Citi - Live richly
Il a fallu du courage à cette agence de publicité, lors d’une compétition, pour convaincre les banquiers de Citigroup d’adopter une signature en rupture totale avec l’éthique protestante de l’effort.
Qui n’est pas d’accord ? Qui refuserait la liberté apportée par l’argent ?
L’idée est diaboliquement simple : ne pas promettre la richesse, mais la jouissance de la richesse.
Il ne s’agit plus d’accumuler de l’argent, mais plutôt d’en jouir.
C’est l’Amérique capitaliste, dure au travail, qui la première ose nous inciter à savourer la vie. Donc à prendre notre temps. Profiter oui, mais de nos enfants, de nos amis. Voyager, prendre « du bon temps ».
https://youtu.be/ZtS6kTuZIgk?si=ycF0cAE1tgEa877j
Une idéologie à contre courant, au pays qui a inventé le mot « workaholic ». Combien d’Américains prennent deux semaines de vacances l’été ? A peine 14 % ! Et un tiers d’entre eux travaillent pendant ces vacances.
Comme souvent, la réussite d'une campagne et de son slogan tient à beaucoup de réflexion et une part de hasard.
Au début de ce siècle aux USA, comme dans le reste du monde, la banque de détail s’est totalement banalisée : mêmes cartes, mêmes crédits, mêmes tarifs. Pire, de nouveaux entrants tels les grandes enseignes automobiles, Microsoft et General Electric lancent de nouvelles cartes et offres de crédit. On est parvenu au stade ultime de la « commoditisation ».
Conscients de ce désintérêt pour les banques, les dirigeants de Citigroup acceptent une remise en cause radicale : « faites-nous une communication non-bancaire », demandent-ils.
Les planneurs stratégiques de l’agence¹ organisent alors de nombreux groupes de consommateurs. Il n’en sort rien d’intéressant : les participants s’ennuient, évoquent avec lassitude leurs habituels souhaits de meilleurs taux, de distributeurs de billets mieux placés, etc...

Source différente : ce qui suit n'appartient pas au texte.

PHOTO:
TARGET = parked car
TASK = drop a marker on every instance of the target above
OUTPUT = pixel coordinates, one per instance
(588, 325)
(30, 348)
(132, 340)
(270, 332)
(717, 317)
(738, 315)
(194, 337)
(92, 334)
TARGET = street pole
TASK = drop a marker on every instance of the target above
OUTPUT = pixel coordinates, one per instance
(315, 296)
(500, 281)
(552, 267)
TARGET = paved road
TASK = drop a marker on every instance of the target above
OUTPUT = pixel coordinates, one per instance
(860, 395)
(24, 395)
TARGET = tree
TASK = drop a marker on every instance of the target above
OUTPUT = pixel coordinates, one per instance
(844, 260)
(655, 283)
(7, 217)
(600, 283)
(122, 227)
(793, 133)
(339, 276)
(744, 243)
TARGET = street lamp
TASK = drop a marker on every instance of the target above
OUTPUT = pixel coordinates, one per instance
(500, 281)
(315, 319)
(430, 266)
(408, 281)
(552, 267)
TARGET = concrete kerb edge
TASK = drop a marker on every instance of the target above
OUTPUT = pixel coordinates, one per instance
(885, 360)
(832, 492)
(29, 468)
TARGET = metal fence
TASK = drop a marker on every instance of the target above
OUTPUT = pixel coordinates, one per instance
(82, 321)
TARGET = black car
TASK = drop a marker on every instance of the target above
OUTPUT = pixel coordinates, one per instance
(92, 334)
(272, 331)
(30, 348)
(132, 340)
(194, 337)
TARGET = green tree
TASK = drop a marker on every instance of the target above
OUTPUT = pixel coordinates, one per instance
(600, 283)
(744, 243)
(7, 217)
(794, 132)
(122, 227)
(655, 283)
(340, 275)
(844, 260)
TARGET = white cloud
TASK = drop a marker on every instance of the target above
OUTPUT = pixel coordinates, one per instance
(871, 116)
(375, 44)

Un peu déprimé, un des planneurs part chez le coiffeur et lui fait part de son impasse. Celui-ci, entre deux coups de ciseaux, lui répond aussitôt « les gens n’en ont rien à faire de leur banque. Par contre, ils parlent beaucoup d’argent, et de son importance dans la vie². De retour à l’agence, le planneur organise de nouveaux groupes qualitatifs.
La nouvelle règle est simple : éviter les sujets sur les produits bancaires, interroger les gens sur leur vécu par rapport à l’argent. Une formidable passion saisit alors les participants. Ils racontent les aspects positifs de l’argent, comment il peut les aider à bien vivre. Les clients du guichet sont devenus des êtres humains. La création n’utilise que des mots simples, pour remettre l’argent « à sa place ».
There's more to life than money. Live richly
Des tranches de vie privilégient le vrai bonheur en particulier les valeurs familiales.
Exemple : Un père, l’après midi, au lieu de travailler est dans son jardin tenant son bébé dans les bras « If you want to indulge your child, spend spend spend…time » ; « The things you remember most…aren't things.»
Il y a quelque chose de mystérieux dans cette signature que l'on pourrait traduire par profitez pleinement pour garder le double sens d'origine.
Elle est incroyablement provocante dans l’idée et pourtant elle est entraîne la sympathie. Dans le pays où les ménages sont parmi le plus endettés au monde, où l’on compte 37 millions de pauvres, Live richly n’a pourtant suscité aucun rejet. Au contraire, l’expression s’est installée devenant une phrase clé reprise à travers toutes les couches de la société.
Cette signature est paradoxale : une banque, la plus riche et la plus puissante du monde, affirme que l’argent n’est pas tout. Ce message a pris avec le temps de plus en plus de sens et de résonance.
Quelques mois après le lancement de la campagne, la tragédie du 11 septembre montrait combien la vie est précieuse. Après l’éclatement de la bulle Internet, le tsunami, la guerre d’Irak, les valeurs se recentrent désormais sur la vie. Les occidentaux, d’après les enquêtes, sont chaque année plus nombreux à privilégier l’amitié, la solidarité.³
Le mariage et la vie familiale ne se sont jamais aussi bien portés. En dénonçant la course folle à l’argent, une banque, Citigroup, a créé la première signature post moderne de la publicité.
- Fallon Worldwide
- 37 % des américains avouent penser plus souvent à l’argent qu’au sexe ( enquête 2003 sur 1800 personnes gagnant plus de 75000$ par an au moins)
- la campagne lancée en janvier 2001 sera reprise en 2003 dans le même esprit avec des accroches du genre : pour un Retour sur Investissement garanti, essayez un bouquet de fleurs.